A Call to Action
The coronavirus pandemic has created an unusual alliance between a small-town banker and a big-name entrepreneur.
Billionaire Mark Cuban, who owns the Dallas Mavericks and is a regular on the TV show “Shark Tank,” was looking for an enterprising bank willing to experiment with products or services designed to provide assistance for borrowers expecting financial difficulty.
Jill Castilla raised her hand — virtually.
“I’m a firm believer that if you’re a community bank CEO or president, by default, you’re a leader,” says Castilla, CEO of The Citizens Bank of Edmond in Edmond, Oklahoma.
“In a time of crisis, leaders have to step up.”
Like many bankers, Castilla saw her bank and employees as “economic first responders.” Beyond offering deferrals and loans through the Small Business Administration’s Paycheck Protection Program, she leapt at the chance to collaborate on projects aimed at alleviating financial pressure caused by the unfolding crisis.
The first was an overdraft program that allowed customers of the $292 million bank who were waiting for their stimulus check to proactively withdraw up to $900 of it. And they didn’t incur a fee to do so. Four hundred or so banks contacted her for information on the program’s structure after it made news, she says.
Citizens focused next on simplifying the 11-page application that PPP recipients fill out to receive loan forgiveness, bringing in additional collaborators like Teslar Software and the .bank registry service to set up PPP.bank as the domain name.

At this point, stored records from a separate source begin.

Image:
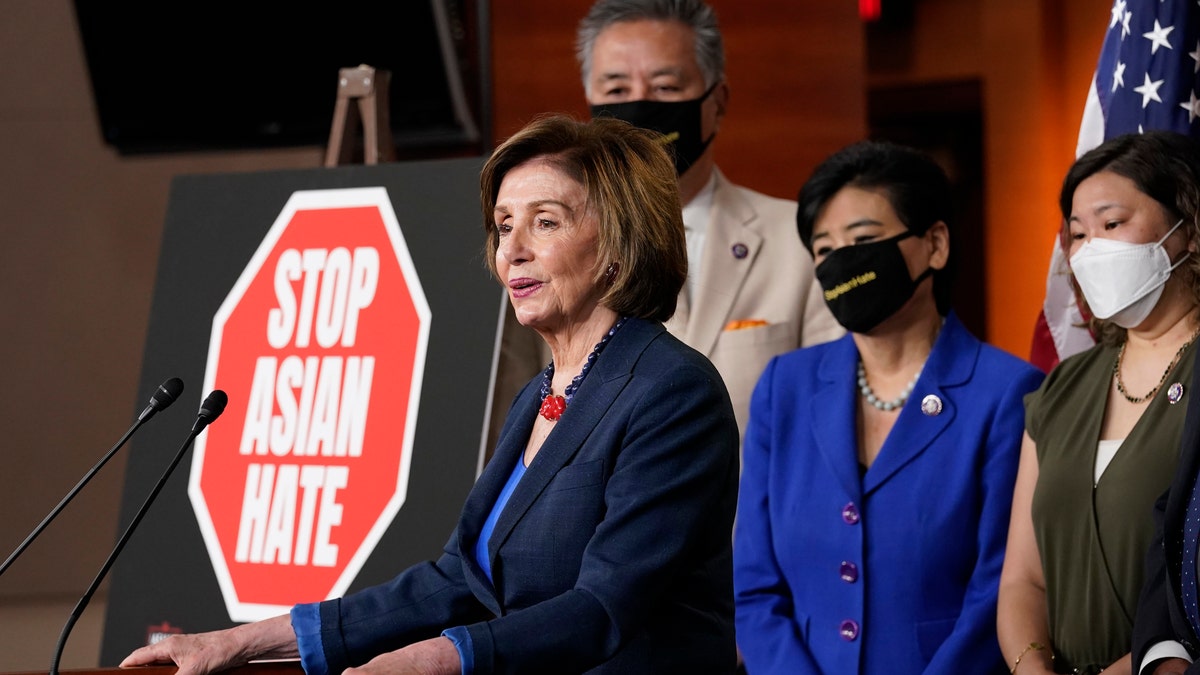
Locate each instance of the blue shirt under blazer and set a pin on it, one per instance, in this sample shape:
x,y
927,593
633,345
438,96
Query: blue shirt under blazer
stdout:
x,y
613,551
897,569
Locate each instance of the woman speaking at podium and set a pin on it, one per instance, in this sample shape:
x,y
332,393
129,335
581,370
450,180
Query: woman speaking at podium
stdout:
x,y
598,537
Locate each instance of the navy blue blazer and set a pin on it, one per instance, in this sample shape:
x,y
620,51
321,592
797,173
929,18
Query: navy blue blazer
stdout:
x,y
1161,616
897,569
613,553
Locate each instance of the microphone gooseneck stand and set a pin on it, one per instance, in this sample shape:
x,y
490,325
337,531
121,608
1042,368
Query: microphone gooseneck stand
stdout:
x,y
210,410
163,396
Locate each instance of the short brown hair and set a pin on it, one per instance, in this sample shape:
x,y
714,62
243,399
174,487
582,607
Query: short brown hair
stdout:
x,y
630,181
1164,166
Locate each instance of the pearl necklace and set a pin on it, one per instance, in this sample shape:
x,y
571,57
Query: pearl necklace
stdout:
x,y
1116,371
552,406
887,406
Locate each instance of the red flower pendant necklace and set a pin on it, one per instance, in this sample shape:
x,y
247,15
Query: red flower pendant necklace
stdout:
x,y
552,406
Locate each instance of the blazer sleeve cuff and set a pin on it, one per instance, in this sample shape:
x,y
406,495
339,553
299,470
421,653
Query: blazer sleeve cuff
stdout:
x,y
1169,649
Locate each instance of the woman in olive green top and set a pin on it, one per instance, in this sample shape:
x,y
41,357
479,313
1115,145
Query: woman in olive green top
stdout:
x,y
1103,431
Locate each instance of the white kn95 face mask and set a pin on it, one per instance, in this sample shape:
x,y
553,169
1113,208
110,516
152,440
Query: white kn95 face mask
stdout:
x,y
1123,281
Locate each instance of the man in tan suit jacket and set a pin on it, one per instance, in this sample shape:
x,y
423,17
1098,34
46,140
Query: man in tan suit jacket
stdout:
x,y
751,292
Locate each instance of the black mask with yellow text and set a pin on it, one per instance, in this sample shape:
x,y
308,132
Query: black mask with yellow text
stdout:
x,y
865,284
678,121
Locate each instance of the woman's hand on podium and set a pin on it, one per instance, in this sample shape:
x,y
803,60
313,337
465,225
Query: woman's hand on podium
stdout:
x,y
220,650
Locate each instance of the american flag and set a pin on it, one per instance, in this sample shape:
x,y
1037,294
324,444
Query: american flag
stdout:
x,y
1147,77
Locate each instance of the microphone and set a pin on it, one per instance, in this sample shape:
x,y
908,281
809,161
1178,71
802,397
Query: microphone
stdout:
x,y
211,408
163,396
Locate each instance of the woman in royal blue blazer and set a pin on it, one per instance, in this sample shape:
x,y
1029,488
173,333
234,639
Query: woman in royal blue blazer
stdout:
x,y
598,537
879,469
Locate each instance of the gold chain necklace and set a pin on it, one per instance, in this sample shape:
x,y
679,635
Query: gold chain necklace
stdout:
x,y
1116,371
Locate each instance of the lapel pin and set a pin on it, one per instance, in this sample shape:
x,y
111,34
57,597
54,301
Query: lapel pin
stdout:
x,y
931,405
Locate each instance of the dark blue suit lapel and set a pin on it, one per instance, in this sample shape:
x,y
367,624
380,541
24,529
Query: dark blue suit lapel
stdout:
x,y
509,448
951,364
833,408
1177,501
593,400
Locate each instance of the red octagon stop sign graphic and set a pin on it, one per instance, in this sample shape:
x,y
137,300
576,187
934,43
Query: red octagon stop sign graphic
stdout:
x,y
321,346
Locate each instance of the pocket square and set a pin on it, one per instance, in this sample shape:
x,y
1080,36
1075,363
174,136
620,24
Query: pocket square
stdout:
x,y
738,324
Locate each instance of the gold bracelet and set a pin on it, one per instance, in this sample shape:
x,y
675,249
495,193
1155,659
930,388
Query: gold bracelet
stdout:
x,y
1033,646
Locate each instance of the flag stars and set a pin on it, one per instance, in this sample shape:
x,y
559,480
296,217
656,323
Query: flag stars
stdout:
x,y
1149,91
1157,37
1192,107
1117,11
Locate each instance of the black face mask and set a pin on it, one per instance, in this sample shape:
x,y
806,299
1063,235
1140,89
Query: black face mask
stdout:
x,y
867,284
678,121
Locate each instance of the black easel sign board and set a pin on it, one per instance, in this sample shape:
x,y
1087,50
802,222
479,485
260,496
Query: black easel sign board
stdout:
x,y
349,316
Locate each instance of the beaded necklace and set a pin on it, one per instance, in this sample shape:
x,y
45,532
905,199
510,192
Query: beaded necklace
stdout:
x,y
552,406
869,394
1116,371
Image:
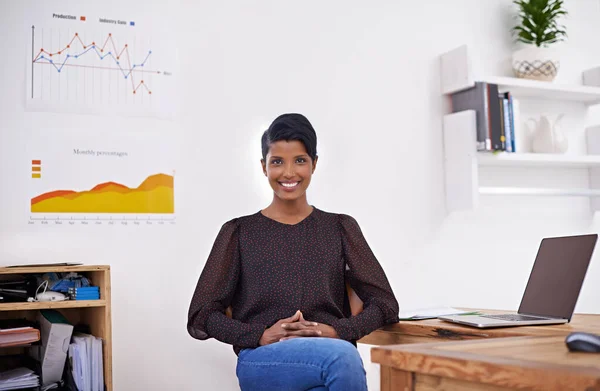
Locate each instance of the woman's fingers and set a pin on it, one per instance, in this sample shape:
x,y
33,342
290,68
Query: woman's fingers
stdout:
x,y
303,333
286,338
298,325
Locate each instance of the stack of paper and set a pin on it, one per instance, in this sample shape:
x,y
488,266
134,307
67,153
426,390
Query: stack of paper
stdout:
x,y
18,336
431,313
18,378
87,366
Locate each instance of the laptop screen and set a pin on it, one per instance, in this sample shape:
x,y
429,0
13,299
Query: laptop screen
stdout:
x,y
557,276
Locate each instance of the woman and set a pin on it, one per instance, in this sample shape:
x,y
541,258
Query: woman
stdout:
x,y
283,271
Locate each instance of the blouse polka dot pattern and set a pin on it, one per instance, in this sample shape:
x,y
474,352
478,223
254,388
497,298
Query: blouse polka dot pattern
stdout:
x,y
266,271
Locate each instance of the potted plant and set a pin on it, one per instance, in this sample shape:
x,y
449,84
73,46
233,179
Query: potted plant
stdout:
x,y
538,29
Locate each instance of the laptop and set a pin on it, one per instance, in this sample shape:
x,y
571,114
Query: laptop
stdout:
x,y
553,287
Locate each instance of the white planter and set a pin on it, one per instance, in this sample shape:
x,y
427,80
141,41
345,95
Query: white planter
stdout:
x,y
536,63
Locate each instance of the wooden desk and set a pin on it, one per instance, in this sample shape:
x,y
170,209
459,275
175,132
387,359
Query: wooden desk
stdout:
x,y
437,355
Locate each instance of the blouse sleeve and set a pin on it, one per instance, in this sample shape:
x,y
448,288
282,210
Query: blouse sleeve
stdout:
x,y
367,278
214,292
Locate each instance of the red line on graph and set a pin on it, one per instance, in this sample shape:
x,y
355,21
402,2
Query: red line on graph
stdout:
x,y
125,50
97,67
129,62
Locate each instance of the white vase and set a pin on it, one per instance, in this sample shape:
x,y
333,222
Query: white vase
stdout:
x,y
536,63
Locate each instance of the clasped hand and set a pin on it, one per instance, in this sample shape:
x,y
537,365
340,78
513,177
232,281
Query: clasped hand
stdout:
x,y
295,327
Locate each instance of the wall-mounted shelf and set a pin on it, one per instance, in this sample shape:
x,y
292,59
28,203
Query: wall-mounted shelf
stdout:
x,y
544,90
505,159
533,191
462,161
457,76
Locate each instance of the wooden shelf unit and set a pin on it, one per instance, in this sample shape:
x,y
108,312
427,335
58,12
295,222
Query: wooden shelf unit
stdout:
x,y
95,313
462,161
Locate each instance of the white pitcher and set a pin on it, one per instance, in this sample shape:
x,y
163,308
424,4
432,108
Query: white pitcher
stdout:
x,y
547,136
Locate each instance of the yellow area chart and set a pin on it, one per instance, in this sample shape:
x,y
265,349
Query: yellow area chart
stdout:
x,y
154,195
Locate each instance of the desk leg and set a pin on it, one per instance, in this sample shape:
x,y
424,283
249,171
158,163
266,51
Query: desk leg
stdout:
x,y
393,379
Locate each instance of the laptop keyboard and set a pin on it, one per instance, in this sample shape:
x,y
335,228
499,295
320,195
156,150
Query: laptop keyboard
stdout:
x,y
513,317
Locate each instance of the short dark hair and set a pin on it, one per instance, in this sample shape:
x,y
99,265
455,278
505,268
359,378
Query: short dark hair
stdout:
x,y
291,126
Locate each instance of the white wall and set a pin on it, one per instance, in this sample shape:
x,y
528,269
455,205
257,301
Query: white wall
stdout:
x,y
367,76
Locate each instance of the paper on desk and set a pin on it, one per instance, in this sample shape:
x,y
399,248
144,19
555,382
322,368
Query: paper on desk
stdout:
x,y
18,378
87,366
430,313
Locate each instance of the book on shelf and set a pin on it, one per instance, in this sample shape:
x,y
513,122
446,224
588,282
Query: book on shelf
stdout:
x,y
17,332
495,116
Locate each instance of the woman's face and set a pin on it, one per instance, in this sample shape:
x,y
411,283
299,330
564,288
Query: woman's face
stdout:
x,y
289,169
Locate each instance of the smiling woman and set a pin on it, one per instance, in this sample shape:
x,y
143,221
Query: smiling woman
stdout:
x,y
283,272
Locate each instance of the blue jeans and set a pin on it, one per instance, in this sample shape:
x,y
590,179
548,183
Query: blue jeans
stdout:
x,y
299,364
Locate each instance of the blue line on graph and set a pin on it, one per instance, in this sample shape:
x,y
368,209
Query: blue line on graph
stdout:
x,y
100,56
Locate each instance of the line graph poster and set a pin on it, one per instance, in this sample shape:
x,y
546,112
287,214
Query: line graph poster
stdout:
x,y
99,65
99,180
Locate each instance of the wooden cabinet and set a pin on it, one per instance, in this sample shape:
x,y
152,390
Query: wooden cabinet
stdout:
x,y
94,313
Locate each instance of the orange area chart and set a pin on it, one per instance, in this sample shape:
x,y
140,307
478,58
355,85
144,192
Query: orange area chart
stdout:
x,y
154,195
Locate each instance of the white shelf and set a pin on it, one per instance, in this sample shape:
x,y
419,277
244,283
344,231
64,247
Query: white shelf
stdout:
x,y
457,75
529,191
537,160
462,161
524,88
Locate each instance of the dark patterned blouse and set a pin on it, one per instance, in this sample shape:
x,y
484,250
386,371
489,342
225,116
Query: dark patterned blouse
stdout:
x,y
267,270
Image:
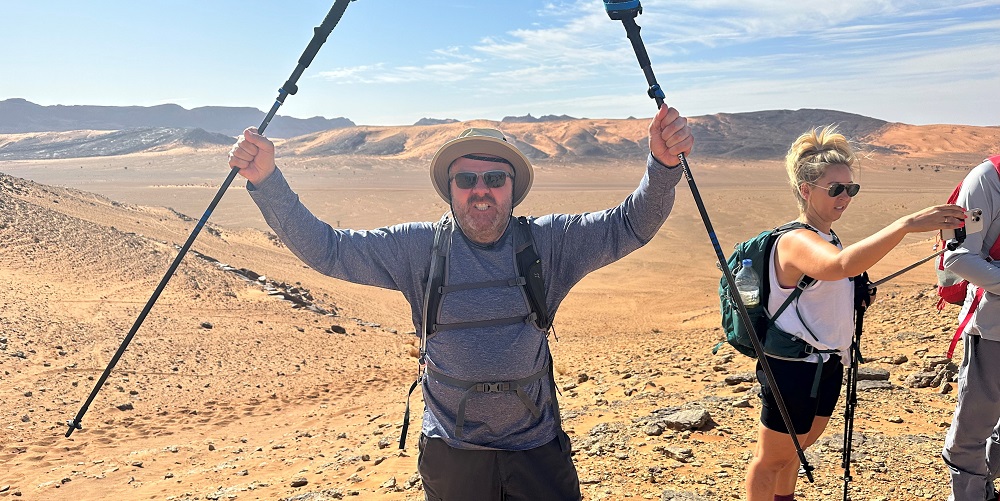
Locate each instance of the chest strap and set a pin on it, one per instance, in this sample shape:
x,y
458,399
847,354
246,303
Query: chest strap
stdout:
x,y
493,322
470,387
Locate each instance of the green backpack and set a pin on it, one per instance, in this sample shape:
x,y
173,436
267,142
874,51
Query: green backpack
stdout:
x,y
757,249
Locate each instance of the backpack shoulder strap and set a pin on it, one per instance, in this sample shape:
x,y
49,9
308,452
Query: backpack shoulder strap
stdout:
x,y
435,277
805,280
432,300
529,266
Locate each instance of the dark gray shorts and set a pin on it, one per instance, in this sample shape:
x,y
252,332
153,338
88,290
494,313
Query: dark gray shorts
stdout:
x,y
544,473
795,380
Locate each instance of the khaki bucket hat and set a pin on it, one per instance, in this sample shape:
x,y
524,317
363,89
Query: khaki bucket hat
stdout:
x,y
484,142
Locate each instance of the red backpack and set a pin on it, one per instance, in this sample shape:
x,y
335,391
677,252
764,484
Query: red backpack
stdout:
x,y
953,289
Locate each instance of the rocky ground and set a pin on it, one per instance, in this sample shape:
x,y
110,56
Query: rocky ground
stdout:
x,y
253,377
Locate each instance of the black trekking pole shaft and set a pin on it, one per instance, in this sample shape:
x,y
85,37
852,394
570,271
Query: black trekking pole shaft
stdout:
x,y
320,35
851,402
625,11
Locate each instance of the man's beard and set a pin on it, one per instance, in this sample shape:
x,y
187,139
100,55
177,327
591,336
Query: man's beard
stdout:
x,y
478,229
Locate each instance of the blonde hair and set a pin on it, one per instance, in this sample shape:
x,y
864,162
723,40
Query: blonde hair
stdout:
x,y
812,153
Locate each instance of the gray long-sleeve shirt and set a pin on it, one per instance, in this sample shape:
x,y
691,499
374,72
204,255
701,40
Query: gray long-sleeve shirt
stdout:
x,y
980,190
398,257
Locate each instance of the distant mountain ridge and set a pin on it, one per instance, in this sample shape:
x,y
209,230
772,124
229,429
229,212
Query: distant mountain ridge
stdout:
x,y
22,116
759,135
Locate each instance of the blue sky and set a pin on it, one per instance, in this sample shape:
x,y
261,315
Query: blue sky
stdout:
x,y
392,62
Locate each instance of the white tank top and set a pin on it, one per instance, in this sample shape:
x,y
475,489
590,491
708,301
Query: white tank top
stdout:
x,y
826,308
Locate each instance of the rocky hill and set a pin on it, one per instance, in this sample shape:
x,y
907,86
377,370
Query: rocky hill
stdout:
x,y
739,136
20,116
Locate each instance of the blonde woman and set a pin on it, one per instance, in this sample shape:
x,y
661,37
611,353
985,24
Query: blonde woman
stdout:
x,y
821,167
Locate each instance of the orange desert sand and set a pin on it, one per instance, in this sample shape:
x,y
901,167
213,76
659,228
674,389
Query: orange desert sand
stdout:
x,y
229,391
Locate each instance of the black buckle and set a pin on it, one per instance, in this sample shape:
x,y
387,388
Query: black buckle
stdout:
x,y
493,387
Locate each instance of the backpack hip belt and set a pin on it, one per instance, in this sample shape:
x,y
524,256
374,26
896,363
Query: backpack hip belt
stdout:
x,y
470,387
780,344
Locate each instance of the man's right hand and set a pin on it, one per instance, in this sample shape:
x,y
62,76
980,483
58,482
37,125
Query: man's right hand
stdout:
x,y
253,155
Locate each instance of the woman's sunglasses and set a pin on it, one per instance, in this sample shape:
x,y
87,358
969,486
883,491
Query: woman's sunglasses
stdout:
x,y
835,189
491,178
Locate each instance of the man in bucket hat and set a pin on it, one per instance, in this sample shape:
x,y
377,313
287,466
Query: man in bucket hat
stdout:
x,y
491,428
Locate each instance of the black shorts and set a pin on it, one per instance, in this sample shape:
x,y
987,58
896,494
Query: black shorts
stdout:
x,y
544,473
795,381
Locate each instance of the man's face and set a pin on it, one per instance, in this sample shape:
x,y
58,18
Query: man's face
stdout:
x,y
481,211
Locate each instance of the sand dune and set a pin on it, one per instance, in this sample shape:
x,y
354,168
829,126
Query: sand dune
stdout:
x,y
232,391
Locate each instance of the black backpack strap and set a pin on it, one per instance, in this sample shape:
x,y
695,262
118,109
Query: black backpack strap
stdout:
x,y
470,387
529,266
432,300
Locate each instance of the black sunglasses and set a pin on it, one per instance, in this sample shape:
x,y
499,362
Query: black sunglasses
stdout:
x,y
491,178
835,189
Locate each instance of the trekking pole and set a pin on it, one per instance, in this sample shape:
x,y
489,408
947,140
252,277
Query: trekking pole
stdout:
x,y
863,290
626,11
320,34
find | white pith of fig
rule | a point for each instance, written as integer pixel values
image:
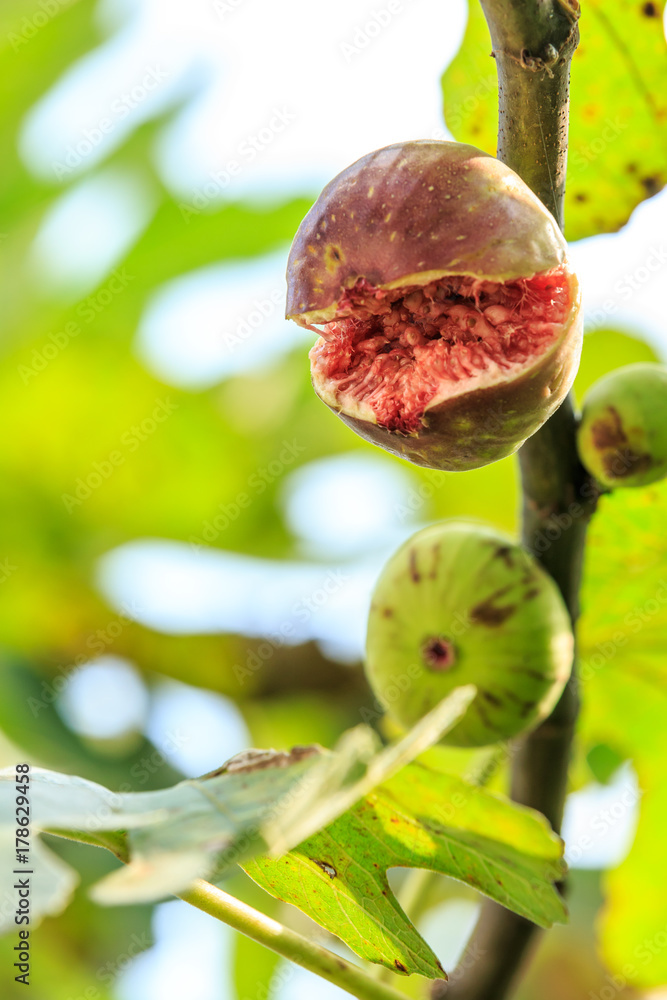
(450, 320)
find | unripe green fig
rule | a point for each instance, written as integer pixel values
(460, 603)
(450, 320)
(622, 436)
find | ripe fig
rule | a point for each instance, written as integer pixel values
(622, 436)
(450, 319)
(460, 603)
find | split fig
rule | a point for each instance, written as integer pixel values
(460, 603)
(622, 436)
(450, 320)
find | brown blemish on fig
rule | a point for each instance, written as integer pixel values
(438, 654)
(487, 613)
(627, 463)
(608, 431)
(618, 460)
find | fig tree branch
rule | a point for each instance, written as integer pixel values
(533, 43)
(287, 943)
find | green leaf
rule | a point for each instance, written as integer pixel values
(618, 121)
(624, 689)
(258, 801)
(51, 881)
(418, 819)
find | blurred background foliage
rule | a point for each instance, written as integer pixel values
(186, 553)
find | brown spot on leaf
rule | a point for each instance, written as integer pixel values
(327, 868)
(260, 760)
(618, 465)
(438, 654)
(652, 184)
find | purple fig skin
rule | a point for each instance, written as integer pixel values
(410, 214)
(412, 208)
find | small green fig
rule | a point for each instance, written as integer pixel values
(450, 320)
(460, 603)
(622, 436)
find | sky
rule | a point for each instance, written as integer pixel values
(263, 121)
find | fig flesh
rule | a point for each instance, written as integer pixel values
(450, 320)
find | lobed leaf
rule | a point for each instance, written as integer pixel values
(618, 118)
(420, 818)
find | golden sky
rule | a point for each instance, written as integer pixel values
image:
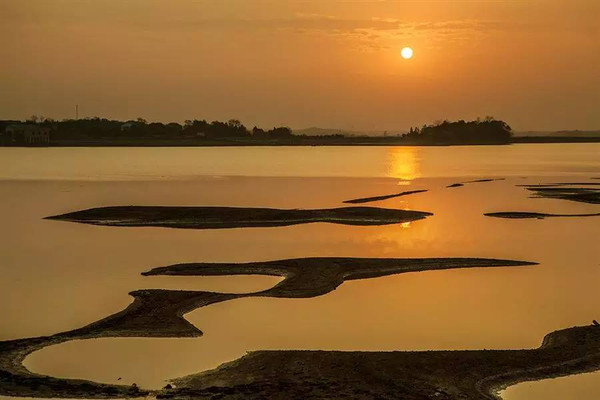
(335, 64)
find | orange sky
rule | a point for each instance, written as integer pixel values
(534, 63)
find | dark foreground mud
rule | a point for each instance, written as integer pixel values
(468, 375)
(159, 313)
(235, 217)
(459, 184)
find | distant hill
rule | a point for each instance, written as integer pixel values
(316, 131)
(567, 133)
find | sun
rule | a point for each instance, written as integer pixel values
(406, 53)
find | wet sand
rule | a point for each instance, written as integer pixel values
(159, 313)
(581, 195)
(403, 238)
(385, 197)
(235, 217)
(526, 215)
(478, 374)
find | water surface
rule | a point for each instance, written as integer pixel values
(63, 275)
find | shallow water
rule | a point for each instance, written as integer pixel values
(163, 163)
(63, 275)
(583, 386)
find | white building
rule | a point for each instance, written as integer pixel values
(28, 134)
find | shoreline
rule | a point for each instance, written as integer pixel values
(160, 313)
(298, 142)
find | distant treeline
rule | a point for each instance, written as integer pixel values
(488, 130)
(73, 131)
(140, 128)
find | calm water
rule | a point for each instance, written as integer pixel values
(58, 276)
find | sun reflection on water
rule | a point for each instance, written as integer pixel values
(403, 163)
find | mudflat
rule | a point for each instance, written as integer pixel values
(235, 217)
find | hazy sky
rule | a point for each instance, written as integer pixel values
(534, 63)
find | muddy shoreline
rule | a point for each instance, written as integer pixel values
(235, 217)
(159, 313)
(473, 374)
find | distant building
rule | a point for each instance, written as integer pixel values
(27, 134)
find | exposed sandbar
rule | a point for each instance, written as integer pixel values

That’s where Cuban came in; he provided the funds for server capacity.
Any PPP recipient can use the site to fill out the forgiveness application and submit it to their bank. The initial version of PPP.bank was launched in 10 days — though subsequent changes to the forgiveness application necessitated changes to the site and another launch.
They committed to not collecting or selling any data submitted to the site. They also passed on working with fintechs that wanted to charge for the services or sought the information the site collected.
“We just saw this as leadership,” says Castilla, a U.S. Army veteran.
“This was a call to action to do the right thing.”